Wednesday, September 24, 2008

To Seattle by train:

House forlorn,
its people fading
with its paint.

The old house -
bones picked clean
by time, wind.

Ghost towns?
Even the ghosts parched
by unending winds.

Rolling hills
grey-tan-brown after harvest -
yet every watering hole
filled with birds - in
end-of-summer contentment.

So few to bury
in the sweep of hills -
lone cemetery.

Yellow leaves, fall turning,
light up the hillside and valley
in spite of fog and rain.

Montana -
fenced buffalo roam and
antelope play.

Tall and spare,
pine hungry for sky
grows up not out.

Line of pines
edging the ridge -
first to fall?

A line of pines,
poised, waiting at the edge
like swimmers.

Frail toe-hold,
poised like swimmers,
a line of pines.

Worn dust paths -
generations of cattle
to the water hole.


At the museum, for a calligrapher:

Calm and focused,
mistakes will be fewer,
each mark true.


(Via Amtrak to Seattle, 9-08)

The understanding and appreciation for life that is present in [Paul] Zimmer’s newer poems is in its larval stage in his older poems. Instead of the comfort with mortality that we see in the last lines of a newer poem, “Desiderium” (“The unfaltering sunlit parade / Of faithful moving toward God” reminiscent of, though contrasting Sexton’s The Awful Rowing Towards God), we see a fear of death or growing old that precedes its acceptance.

Review of Passing to Sunlight Revisited by Melinda Wilson in Coldfront

Friday, September 12, 2008

Mr. [Stanley] Kunitz was regarded as a mentor to many poets, including two future poet laureates, Louise Gluck and Robert Hass, as well as Sylvia Plath.

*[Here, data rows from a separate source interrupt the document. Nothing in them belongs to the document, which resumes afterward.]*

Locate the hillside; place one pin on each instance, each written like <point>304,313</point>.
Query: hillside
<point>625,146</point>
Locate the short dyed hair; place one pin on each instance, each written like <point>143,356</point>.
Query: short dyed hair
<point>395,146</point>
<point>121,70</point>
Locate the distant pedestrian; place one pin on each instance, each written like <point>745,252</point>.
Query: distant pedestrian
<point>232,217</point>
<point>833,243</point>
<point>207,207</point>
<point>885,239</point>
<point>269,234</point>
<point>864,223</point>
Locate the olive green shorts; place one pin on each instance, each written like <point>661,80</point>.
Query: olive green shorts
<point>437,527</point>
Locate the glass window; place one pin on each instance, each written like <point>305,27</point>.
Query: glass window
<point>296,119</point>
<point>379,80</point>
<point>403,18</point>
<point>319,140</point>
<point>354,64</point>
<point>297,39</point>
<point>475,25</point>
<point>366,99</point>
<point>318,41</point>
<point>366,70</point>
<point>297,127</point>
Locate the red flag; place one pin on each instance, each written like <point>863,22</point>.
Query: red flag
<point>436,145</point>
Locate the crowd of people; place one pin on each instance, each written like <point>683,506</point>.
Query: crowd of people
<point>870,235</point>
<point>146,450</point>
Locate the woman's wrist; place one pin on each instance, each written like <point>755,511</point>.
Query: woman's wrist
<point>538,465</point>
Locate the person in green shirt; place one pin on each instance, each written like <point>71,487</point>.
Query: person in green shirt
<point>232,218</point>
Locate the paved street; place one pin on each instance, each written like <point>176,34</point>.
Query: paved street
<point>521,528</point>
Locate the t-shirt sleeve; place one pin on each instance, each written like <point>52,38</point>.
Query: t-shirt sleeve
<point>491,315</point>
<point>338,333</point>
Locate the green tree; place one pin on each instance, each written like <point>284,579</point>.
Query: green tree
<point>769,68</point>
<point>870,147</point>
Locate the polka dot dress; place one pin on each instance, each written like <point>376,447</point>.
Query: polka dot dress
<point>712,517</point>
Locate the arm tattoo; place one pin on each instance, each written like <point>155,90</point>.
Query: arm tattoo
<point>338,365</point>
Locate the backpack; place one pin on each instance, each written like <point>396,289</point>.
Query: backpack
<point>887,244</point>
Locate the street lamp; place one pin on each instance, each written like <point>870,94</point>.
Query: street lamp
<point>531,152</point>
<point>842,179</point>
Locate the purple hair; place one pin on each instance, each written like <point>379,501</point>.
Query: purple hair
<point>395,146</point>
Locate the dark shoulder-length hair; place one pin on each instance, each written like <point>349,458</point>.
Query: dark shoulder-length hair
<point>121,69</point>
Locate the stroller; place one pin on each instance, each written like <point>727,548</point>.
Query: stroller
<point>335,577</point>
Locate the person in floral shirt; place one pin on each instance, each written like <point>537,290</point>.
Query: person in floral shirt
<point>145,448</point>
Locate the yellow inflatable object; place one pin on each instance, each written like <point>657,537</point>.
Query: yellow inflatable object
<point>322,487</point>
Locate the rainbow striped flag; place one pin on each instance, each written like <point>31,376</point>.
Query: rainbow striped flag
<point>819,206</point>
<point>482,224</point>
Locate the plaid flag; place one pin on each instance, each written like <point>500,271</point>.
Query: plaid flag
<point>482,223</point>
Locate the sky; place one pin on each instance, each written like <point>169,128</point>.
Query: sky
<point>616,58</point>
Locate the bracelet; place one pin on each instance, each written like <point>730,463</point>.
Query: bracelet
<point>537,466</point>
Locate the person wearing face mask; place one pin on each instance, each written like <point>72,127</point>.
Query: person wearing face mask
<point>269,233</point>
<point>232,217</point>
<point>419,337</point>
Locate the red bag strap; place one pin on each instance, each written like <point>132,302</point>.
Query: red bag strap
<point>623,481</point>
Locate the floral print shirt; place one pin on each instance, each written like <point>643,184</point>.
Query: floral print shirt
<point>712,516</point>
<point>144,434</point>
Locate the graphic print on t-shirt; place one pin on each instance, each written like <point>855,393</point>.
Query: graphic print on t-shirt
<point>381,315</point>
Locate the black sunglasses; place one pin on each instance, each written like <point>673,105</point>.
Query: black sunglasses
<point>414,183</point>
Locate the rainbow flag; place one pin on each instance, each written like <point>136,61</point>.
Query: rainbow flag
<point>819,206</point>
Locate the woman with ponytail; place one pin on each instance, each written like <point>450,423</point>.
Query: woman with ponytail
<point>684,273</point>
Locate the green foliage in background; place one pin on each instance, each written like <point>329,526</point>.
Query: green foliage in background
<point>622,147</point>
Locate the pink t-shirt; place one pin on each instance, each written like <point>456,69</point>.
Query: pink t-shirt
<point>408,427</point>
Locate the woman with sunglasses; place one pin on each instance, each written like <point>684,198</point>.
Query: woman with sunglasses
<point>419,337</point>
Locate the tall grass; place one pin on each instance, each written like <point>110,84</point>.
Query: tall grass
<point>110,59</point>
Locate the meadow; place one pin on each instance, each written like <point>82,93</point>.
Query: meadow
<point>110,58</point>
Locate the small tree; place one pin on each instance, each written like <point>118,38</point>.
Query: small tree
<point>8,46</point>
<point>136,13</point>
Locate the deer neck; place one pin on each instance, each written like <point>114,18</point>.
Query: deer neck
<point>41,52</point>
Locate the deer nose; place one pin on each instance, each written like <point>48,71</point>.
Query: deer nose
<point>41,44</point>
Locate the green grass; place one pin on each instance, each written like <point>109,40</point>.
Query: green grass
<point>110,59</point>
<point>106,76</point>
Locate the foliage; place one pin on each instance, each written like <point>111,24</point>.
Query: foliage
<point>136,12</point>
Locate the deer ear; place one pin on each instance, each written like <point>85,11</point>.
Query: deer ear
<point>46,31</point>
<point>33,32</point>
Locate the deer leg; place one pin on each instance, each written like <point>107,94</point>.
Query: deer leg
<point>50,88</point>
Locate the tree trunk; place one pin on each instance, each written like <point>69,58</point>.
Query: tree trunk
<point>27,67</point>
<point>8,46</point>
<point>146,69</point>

"Essentially," he once said, "what I try to do is to help each person rediscover the poet within himself. I say 'rediscover,' because I am convinced that it is a universal human attribute to want to play with words, to beat out rhythms, to fashion images, to tell a story, to construct forms."

He added: "The key is always in his possession: what prevents him from using it is mainly inertia, the stultification of the senses as a result of our one-sided educational conditioning and the fear of being made ridiculous or ashamed by the exposure of his feelings."